When the dust had settled, here was the legacy of the Reagan experiment. Taxes as a percentage of GNP as of fiscal year 2001 were about 1% of GNP higher than in fiscal year 1981, while total spending was about 3.6% of GNP lower. Military spending had declined by 2.1% of GNP, and non-military spending by another 1.5% of GNP. The non-military cuts were not in entitlements programmes – those went up modestly – but in less politically protected programmes, such as housing and foreign assistance.

Bush’s tax cuts will similarly be reversed, but with an important difference this time around. The balance between tax increases and spending cuts is likely to be weighted more heavily toward the tax increases. There is simply very little to cut in the non-military, non-entitlements budget. Those who hanker after cutting ‘waste’ from government bureaucracy or from non-entitlements programmes will surely be disappointed to learn that the total federal outlays on non-defence discretionary spending is just 3.5% of GNP, to cover functions such as science and technology, agriculture, energy, conservation, transport, education, disaster relief, law enforcement, the judiciary, Congress and so on. All of these could be cut to zero without eliminating today’s budget deficit, not to mention the increased outlays on entitlements and debt servicing in the future.

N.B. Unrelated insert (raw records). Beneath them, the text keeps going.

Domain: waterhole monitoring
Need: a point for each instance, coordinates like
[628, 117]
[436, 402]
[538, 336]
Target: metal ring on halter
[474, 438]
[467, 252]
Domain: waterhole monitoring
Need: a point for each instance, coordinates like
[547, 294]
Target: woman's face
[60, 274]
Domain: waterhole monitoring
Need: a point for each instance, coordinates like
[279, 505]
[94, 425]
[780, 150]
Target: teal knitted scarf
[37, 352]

The military too will bear some cuts, and with them the neo-conservatives’ dreams of US empire, but at roughly 4% of GNP, the military too can only provide a modicum of the fiscal tightening that lies ahead.

On the horizon

There are three scenarios for the tax increases that lie ahead. The first is Bush’s defeat in November. Despite appearances, it certainly cannot be ruled out. While an incumbent is probably odds-on to win re-election, the public is at least getting a whiff of the economic mischief afoot. While the public does not properly appreciate that the tax cuts for the rich, made permanent, will have to be paid for by spending cuts for everybody, they do already feel that they didn’t get very much in tax cuts in any event. When asked recently whether Bush administration policies ‘have made your taxes go up, go down, or not affected your taxes?’, 32% said ‘up’, another 44% said ‘no effect’, with only 19% answering ‘down’. This is not surprising, given that the bottom 60% of households got only around 15% of the 2001 Bush Tax cut. These households would, on the other hand, suffer 60% or more of cuts in entitlements programmes to make the cuts permanent.

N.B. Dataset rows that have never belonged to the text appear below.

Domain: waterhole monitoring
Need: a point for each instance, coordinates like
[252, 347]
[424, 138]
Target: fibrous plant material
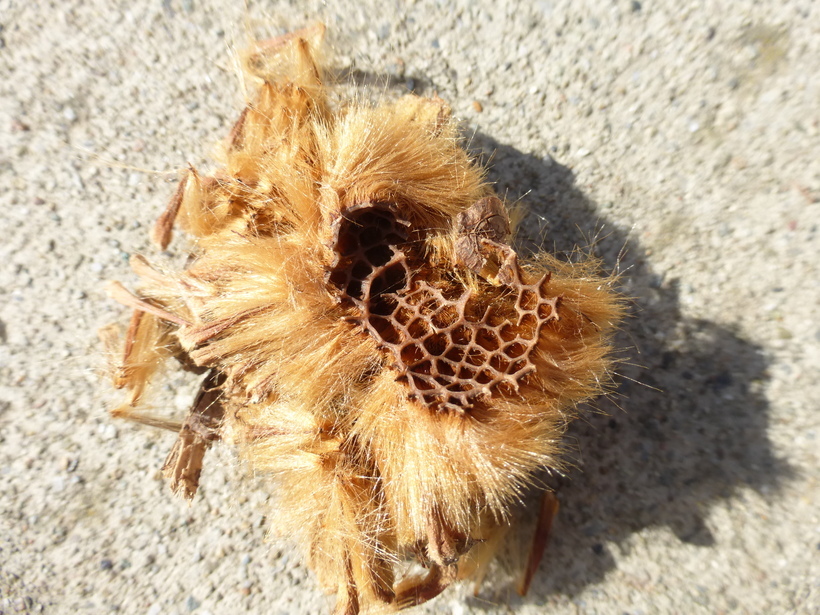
[368, 335]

A second scenario is that Bush wins re-election, but reverses himself, as his father eventually did, and accepts the inevitability of a tax increase. A third scenario is more likely, however, if Bush wins re-election. A re-elected Bush would put forward plans to privatise Social Security and Medicare, at which point the real fireworks would begin. The odds are strong that the public would recoil, as they did in the aftermath of the Reagan era.

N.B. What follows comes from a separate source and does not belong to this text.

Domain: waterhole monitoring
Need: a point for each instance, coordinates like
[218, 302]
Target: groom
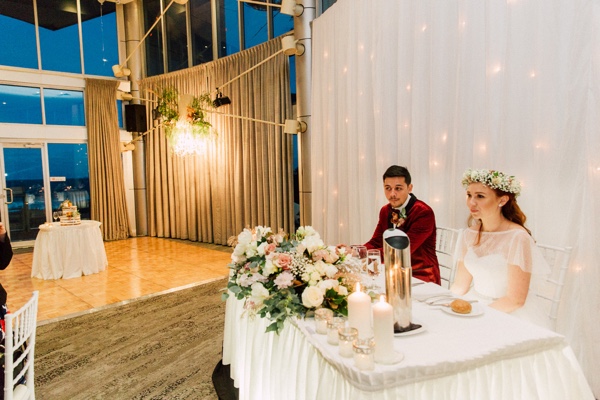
[413, 217]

The odds are also strong that consensus would be hard to find for years to come, just as was true after Reagan’s re-election in 1984. In an unstable world, we would add increasingly bitter US politics and a US macro-economic stalemate to a growing international inquietude. The financing of the large US current account deficit, itself largely a reflection of the budget deficit, would become much harder too. Interest rates would rise, stock market prices fall. In case of a long-drawn out fiscal slugfest, as they say in show business, you ain’t seen nothing yet.